Don't think it's in the Draft EIS.

I'd also assumed that most of the Kalamazoo-Dearborn stretch would be

upgraded to 110-mph capability. In fact, it's in print that 75% or 80% of

the track will do 110 mph. But then, I found in a 2010 Press Release from

Michigan's Senators, "The state will receive $150 million to purchase

and restore the 135-mile track between Kalamazoo and Dearborn. The

project will restore intercity passenger *rail speeds up to 79 miles per hour, *

*with an ultimate goal *of creating a rail segment capable of speeds of up to

110 miles per hour."

http://www.levin.senate.gov/newsroom/press/release/?id=2bdb0757-9e8c-465a-93ec-f4ba85d038e5#sthash.aF2bpbNk.dpuf

Well, they're leaving themselves plenty of room for improvement.

And I stand corrected on the West Detroit Connection completion date.

Except that I'm always skeptical of deadlines of this sort. LOL.

But it would be great to grab that 10 or 12 minutes a.s.a.p. When the train

slows to 10 or 15 mph, then stops, reverses onto a wye --- no, no, no, no.

Every bad impression of slowness and apparent incompetence is reinforced.

So fixing this one worst bottleneck should improve the _Wolverines_' Customer

Satisfaction scores all by itself.


----------



## Anderson (Oct 31, 2014)

That timetable is exceedingly fascinating. In particular, it's clear that they're trying to resurrect the old commuter service from Jackson to Detroit as part of this service. Kalamazoo actually gets pretty good commuter-oriented service going both ways, partly by design and (I suspect) partly by geographical accident.

Over in the ridership projections, some interesting stuff in the full build:
-The busiest station is, unsurprisingly, Chicago Union Station. #2 is a bit of a surprise, however: Ann Arbor, MI by a long shot (at around 50% of Chicago's business). This is followed by Kalamazoo, MI (which is just ahead of the two Detroit stations).

-Towards the end of the study period, load factors actually peak out between Battle Creek and Jackson (they're high out of Chicago, slide off a bit heading west, and then pop up a bit at Kalamazoo/Battle Creek). Oddly, it's about halfway through the study period that Battle Creek shifts from being a net-discharge station for EB trains/net add station for WB trains to being the reverse. I'm not quite sure what's driving this.
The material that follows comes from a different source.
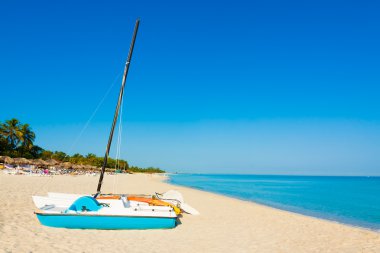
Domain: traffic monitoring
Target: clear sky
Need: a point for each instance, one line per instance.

-Frankly, the socioeconomic projections look like bunk to me. On the one hand, I do expect some increase in per capita income...if only because Detroit couldn't get much worse. On the other hand, the sorts of broad-based improvements projected in the report seem a bit unrealistic to me given that they're couched in present-day dollars.


----------



## neroden (Oct 31, 2014)

Eric S said:


> "Once the proposed track work and signal upgrades are completed, MDOT will increase the speeds up to 110 miles per hour from Kalamazoo to Battle Creek and from Ypsilanti to Dearborn. Speeds from Battle Creek to Ypsilanti will remain at 79 miles per hour or less until MDOT performs future track projects that allow faster speeds."
> 
> I guess I had just assumed that the current work in MI involved increasing speeds along the entire Kalamazoo-Dearborn portion (or at least where possible).


Well, if you've looked at Battle Creek to Ypsilanti on Google Maps, you'll probably notice how twisty it is, and it's hemmed in by residential development most of the way. I'm not sure 110 mph is going to be achievable for very long anyway; a consistent 79 would be more valuable if acheivable (which it probably isn't). By contrast, Ypsilanti to Dearborn is completely straight. Kalamazoo to Battle Creek is twisty, but it looks like the curves are gentler and there's more cheap land to use to straighten it out.



> It was also noted that the West Detroit Connection is scheduled for completion in late 2015.


This should cut 12 minutes off the trip all by itself; maybe more.


----------